By Wladimir Pantaleone
PALERMO, Italy (Reuters) - An alleged people smuggling kingpin arrested earlier this year appeared in an Italian court for the first time on Tuesday as his lawyer raised doubts about whether his identity was mistaken.
The man, identified as Medhane Yehdego Mered, was arrested in Sudan in May and extradited to Italy two weeks later. Prosecutors accuse him of being a people smuggler who calls himself "the General" after the late Libyan dictator Muammar Gaddafi.
But the accused man's lawyer said it was a case of mistaken identity, and that his client was an Eritrean refugee called Medhanie Tesfamariam Behre who wanted to emigrate to Europe.
Guards escorted Behre to a cell surrounded by bullet-proof glass for the hearing.
The official start of the trial was immediately postponed at least until Nov. 28 after prosecutors challenged the presence of one of the three presiding judges, saying he had been involved in the investigative phase of the case.
The defense lawyer, Michele Calantropo, said the identity of the accused should be settled before the trial begins, but discussion of the case was pushed back until the composition of the three-judge panel is finalised.
"We have found witnesses and documents that show the person who is on trial is not Mr.
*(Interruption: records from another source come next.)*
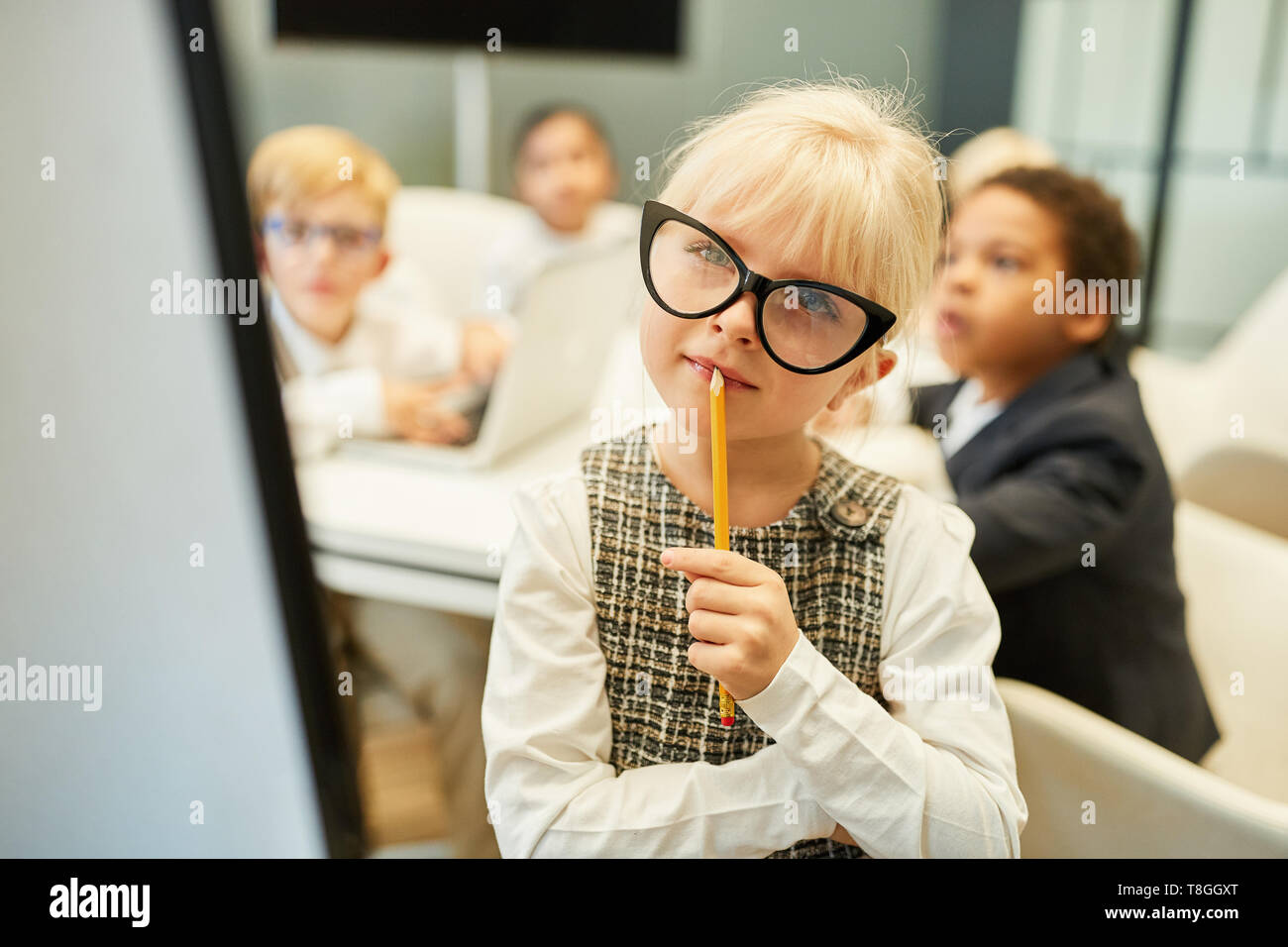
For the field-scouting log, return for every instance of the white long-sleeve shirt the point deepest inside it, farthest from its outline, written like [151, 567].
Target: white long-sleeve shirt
[930, 779]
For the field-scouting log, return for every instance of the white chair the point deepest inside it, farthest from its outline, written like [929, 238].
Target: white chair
[1146, 801]
[1248, 483]
[1235, 583]
[447, 232]
[1235, 395]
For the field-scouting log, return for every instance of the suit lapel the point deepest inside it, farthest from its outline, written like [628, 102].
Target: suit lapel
[979, 459]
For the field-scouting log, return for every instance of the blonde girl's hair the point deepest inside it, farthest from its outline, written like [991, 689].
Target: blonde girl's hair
[844, 170]
[308, 161]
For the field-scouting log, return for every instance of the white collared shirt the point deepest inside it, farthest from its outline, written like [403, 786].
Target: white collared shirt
[397, 331]
[966, 415]
[930, 779]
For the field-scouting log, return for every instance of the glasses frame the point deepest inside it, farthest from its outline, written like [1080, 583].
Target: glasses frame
[880, 320]
[275, 224]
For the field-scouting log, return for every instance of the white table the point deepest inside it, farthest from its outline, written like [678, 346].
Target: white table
[437, 539]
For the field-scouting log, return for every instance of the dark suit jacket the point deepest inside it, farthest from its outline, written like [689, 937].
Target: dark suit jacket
[1072, 462]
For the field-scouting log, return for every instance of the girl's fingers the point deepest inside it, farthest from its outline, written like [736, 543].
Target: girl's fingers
[712, 628]
[712, 595]
[715, 564]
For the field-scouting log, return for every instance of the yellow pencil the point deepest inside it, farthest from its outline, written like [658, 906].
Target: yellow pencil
[720, 499]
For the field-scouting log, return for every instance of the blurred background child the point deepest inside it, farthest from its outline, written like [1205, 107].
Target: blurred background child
[565, 172]
[1050, 454]
[353, 364]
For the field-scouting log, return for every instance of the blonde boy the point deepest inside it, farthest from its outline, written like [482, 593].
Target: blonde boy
[352, 364]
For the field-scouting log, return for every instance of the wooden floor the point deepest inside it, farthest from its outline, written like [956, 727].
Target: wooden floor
[400, 789]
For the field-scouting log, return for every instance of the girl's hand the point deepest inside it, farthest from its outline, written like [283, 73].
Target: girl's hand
[739, 613]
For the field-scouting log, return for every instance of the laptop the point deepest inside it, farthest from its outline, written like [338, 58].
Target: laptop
[567, 324]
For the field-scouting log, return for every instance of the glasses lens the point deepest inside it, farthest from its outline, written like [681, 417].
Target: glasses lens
[691, 270]
[810, 328]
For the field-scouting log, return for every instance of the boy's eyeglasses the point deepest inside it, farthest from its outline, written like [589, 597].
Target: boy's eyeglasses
[348, 240]
[805, 326]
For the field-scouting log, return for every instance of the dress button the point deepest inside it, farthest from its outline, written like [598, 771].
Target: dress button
[849, 513]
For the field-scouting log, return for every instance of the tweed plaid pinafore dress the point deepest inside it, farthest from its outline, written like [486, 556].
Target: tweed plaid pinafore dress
[829, 552]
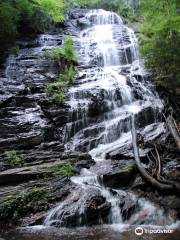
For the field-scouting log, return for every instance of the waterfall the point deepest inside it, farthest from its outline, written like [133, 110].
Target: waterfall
[102, 100]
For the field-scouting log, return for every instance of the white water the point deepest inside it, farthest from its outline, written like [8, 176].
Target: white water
[112, 47]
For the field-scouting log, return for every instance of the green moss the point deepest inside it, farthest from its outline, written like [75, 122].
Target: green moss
[65, 170]
[66, 54]
[13, 158]
[27, 202]
[68, 75]
[66, 58]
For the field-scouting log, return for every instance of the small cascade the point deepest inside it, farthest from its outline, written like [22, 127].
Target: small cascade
[111, 86]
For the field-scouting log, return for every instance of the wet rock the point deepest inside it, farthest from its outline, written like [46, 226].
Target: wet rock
[127, 203]
[123, 178]
[86, 207]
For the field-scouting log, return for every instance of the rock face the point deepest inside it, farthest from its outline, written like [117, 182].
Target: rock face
[94, 122]
[79, 209]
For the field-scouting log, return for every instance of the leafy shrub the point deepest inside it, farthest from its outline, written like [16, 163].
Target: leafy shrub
[13, 158]
[161, 40]
[20, 205]
[27, 16]
[67, 53]
[66, 58]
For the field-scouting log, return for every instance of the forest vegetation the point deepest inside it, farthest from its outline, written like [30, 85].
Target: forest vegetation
[159, 27]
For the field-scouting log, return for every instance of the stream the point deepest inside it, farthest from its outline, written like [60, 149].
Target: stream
[112, 84]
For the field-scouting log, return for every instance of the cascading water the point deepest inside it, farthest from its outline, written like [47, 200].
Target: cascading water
[102, 100]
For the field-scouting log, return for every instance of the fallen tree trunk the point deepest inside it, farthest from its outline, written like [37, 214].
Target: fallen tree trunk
[173, 130]
[165, 188]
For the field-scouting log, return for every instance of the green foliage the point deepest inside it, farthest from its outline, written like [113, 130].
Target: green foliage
[65, 170]
[68, 75]
[126, 9]
[55, 8]
[56, 90]
[161, 30]
[66, 58]
[65, 54]
[13, 158]
[24, 203]
[27, 16]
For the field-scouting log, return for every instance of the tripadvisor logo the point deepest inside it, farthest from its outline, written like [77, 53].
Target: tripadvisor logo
[139, 231]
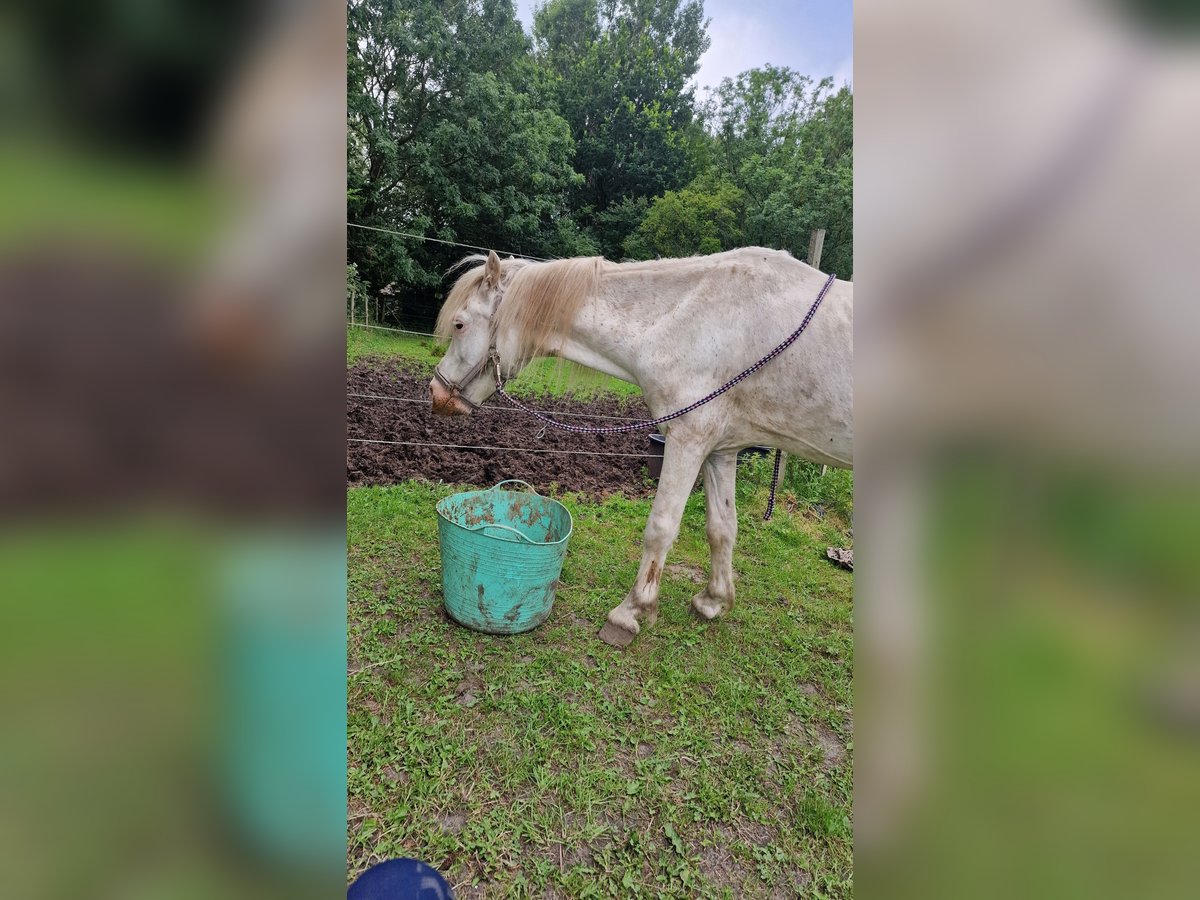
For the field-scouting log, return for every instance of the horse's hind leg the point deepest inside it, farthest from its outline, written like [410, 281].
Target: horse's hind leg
[720, 475]
[681, 463]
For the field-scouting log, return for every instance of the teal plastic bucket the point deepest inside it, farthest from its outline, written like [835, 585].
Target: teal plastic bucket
[502, 553]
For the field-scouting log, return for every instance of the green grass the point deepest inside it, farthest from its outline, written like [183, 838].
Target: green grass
[707, 760]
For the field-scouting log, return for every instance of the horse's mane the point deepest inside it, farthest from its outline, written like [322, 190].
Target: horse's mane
[540, 300]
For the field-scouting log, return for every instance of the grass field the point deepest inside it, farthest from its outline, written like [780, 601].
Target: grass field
[708, 760]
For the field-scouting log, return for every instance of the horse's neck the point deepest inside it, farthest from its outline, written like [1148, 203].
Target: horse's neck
[609, 330]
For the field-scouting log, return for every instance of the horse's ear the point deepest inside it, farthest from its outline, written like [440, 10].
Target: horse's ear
[492, 269]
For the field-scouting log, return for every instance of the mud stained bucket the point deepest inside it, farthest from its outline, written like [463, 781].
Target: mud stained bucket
[502, 553]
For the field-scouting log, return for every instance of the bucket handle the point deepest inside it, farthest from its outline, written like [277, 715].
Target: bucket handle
[497, 525]
[514, 481]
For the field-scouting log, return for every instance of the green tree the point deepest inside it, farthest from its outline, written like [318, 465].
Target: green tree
[451, 137]
[619, 72]
[787, 142]
[703, 217]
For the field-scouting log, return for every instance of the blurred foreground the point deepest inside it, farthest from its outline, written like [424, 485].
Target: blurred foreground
[172, 545]
[1027, 628]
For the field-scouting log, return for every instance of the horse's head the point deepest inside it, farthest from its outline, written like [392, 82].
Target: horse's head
[466, 376]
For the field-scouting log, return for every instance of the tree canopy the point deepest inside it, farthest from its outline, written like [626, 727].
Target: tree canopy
[581, 138]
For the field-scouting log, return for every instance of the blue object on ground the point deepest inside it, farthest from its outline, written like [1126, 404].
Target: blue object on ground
[400, 880]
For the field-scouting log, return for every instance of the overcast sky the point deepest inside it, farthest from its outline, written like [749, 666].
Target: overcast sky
[811, 36]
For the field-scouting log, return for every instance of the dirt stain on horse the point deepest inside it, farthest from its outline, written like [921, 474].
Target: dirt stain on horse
[652, 575]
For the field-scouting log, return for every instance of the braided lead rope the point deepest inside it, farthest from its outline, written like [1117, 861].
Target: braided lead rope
[774, 484]
[651, 423]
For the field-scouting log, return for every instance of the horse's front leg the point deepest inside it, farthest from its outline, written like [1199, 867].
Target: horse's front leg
[681, 465]
[720, 509]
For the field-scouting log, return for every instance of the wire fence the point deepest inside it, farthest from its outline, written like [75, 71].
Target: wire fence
[551, 412]
[385, 328]
[451, 244]
[498, 449]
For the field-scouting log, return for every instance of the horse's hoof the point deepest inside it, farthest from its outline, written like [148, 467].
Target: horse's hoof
[616, 635]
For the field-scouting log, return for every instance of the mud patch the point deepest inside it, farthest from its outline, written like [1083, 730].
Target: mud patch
[831, 747]
[395, 420]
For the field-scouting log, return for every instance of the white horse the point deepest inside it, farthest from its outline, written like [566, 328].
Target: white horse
[678, 329]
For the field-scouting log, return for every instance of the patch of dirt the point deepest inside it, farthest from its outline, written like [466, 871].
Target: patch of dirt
[453, 823]
[831, 747]
[493, 425]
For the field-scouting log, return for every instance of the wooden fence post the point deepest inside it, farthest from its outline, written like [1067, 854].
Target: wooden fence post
[816, 244]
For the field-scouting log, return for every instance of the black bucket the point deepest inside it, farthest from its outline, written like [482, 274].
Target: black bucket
[654, 465]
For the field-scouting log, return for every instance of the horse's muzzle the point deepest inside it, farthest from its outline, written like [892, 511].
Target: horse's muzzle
[444, 402]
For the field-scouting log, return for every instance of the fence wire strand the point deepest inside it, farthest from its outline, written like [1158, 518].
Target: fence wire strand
[502, 449]
[552, 412]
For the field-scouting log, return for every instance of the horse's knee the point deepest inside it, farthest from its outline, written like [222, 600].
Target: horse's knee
[659, 532]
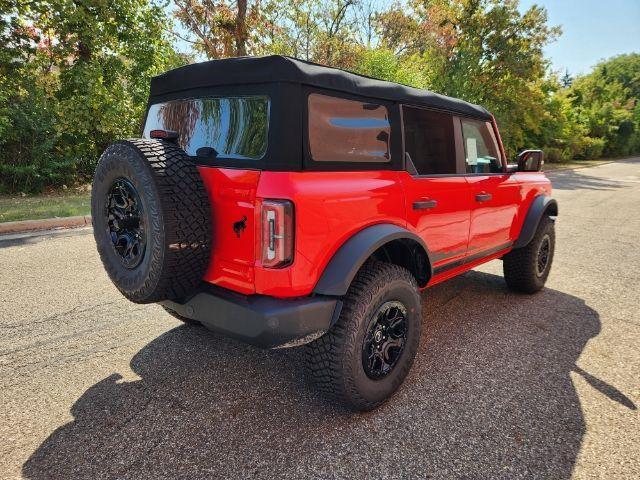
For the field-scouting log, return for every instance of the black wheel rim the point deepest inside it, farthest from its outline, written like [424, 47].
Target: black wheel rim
[125, 222]
[385, 340]
[544, 252]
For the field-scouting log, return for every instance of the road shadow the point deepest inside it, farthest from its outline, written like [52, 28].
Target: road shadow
[490, 396]
[580, 180]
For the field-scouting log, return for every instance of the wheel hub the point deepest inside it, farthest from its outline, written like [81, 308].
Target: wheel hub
[124, 215]
[385, 340]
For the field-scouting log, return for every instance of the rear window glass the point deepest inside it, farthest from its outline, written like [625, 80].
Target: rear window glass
[480, 146]
[343, 130]
[429, 141]
[229, 127]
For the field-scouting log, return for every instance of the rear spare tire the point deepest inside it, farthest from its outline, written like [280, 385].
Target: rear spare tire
[151, 220]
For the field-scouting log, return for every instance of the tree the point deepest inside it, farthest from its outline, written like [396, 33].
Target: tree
[606, 103]
[221, 28]
[566, 79]
[484, 51]
[81, 80]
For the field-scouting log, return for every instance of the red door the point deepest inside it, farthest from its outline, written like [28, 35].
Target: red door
[439, 208]
[494, 193]
[496, 199]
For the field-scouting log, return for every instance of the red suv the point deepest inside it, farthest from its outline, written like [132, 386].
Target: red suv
[286, 203]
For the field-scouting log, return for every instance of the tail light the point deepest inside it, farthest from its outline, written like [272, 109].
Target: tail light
[277, 233]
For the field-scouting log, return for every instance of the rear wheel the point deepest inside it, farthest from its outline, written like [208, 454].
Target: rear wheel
[368, 353]
[526, 269]
[151, 220]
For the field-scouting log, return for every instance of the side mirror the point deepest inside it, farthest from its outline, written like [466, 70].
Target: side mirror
[530, 161]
Medhane Yehdego Mered, but a poor boy, Medhanie Tesfamariam Behre, who is a refugee like many others," Calantropo said after the hearing.
Calantropo showed Reuters a picture of Behre graduating from a plumbing school in Eritrea in 2010, when prosecutors allege "the General" was in Libya.
The defense has also scheduled a Dec. 2 voice comparison to determine if the prosecution's recordings of the people smuggler's telephone conversations match Behre's voice.
Calogero Ferrara and Claudio Cammilleri, prosecutors in the Sicilian capital of Palermo, say they captured the right man although they accept that they may have got his name wrong.
They also say that the original picture of their suspect, which bears little resemblance to the arrested man, was discovered to be of someone else not related to the case.
The case underscores the pitfalls of tackling people smuggling to Europe from Africa.
Italy coordinated the arrest with Britain's National Crime Agency and Sudanese authorities, the first time a suspected trafficking kingpin was tracked down in Africa and brought to face justice in Europe since the migration crisis started three years ago.
If it turns out the wrong man was seized, it would be a huge blow in their battle against traffickers who have shipped some 500,000 migrants across the Mediterranean Sea to Europe since 2014.